Une ligne directe Pékin-Casablanca dans au moins 2 ans
Face aux déclarations optimistes du DG de l’ONMT, Adel El Fakir, qui prévoit l’ouverture rapide d’une ligne aérienne directe entre le Maroc et la Chine, une source autorisée de la RAM nous confirme que des discussions sont en cours mais révèle qu’il faudra un minimum de deux années avant qu’elle ne soit effective.
"La RAM travaille bien de concert avec l’ONMT sur cet ambitieux projet qui permettra de booster le tourisme chinois au Maroc et transporter les Marocains voulant se rendre en Chine.
"Pour l’instant, nous ne disposons pas encore d'appareils qui puissent accomplir le trajet car les actuels Dreamliner 787-8 n’ont pas l’autonomie requise.
"Par contre nous avons commandé quatre 787-9 qui pourront assurer cette liaison directe. En attendant qu’ils arrivent (entre décembre 2018 et 2019) et que nous obtenions les autorisations de l’aviation civile chinoise, le processus prendra entre 18 et 24 mois", précise notre source requérant l’anonymat.
Faute de réaction des autorités, les clandestins trustent le marché
Un autre opérateur spécialisé dans le marché chinois estime que les salons comme celui de Pékin ne présentent aucun intérêt.

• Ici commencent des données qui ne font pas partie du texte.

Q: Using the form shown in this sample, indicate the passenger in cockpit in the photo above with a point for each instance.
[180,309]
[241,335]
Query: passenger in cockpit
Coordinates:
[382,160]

Pour Fayçal Zeghari, les agents chinois clandestins pullulent au Maroc depuis la suppression des visas.
"Hormis le segment de haut de gamme, ils s’adjugent la majorité du business. Il est impossible de lutter contre eux. Ils font du mal au secteur car ils proposent de mauvaises prestations. Ce sont des opérations one-shot avec un taux de retour nul.
"Tout le monde le sait (ministère et ONMT) mais personne ne fait rien car les autorités pensent que s’ils chassent ces clandestins, le Maroc perdra une partie de la clientèle chinoise", déplore le patron de "VTA travels" qui ajoute que de plus en plus de sociétés tenues par des Chinois (restaurateurs) se lancent également dans les services touristiques en se faisant payer à l’étranger.
Chaque touriste chinois est un futur commerçant potentiel au Maroc
Le propriétaire de l’agence de voyages "Ultra Tours" nous précise que les Chinois sont fidèles à leur réputation de commerçants et que le tourisme est aussi un moyen de trouver des marchés lucratifs.
"Tout client chinois qui se rend chez nous est un futur commerçant potentiel. Il fait du tourisme mais en profite aussi pour s’informer et relever tous les prix. Les agences chinoises sont ainsi au courant de tout ce qui se passe au Maroc car leurs clients leur rapportent tout", conclut Fathi Attigui en se désolant d’avoir dû apprendre par son partenaire chinois que les prix des tickets d’accès aux monuments marocains avaient été multipliés par 7, faute d’information du côté marocain.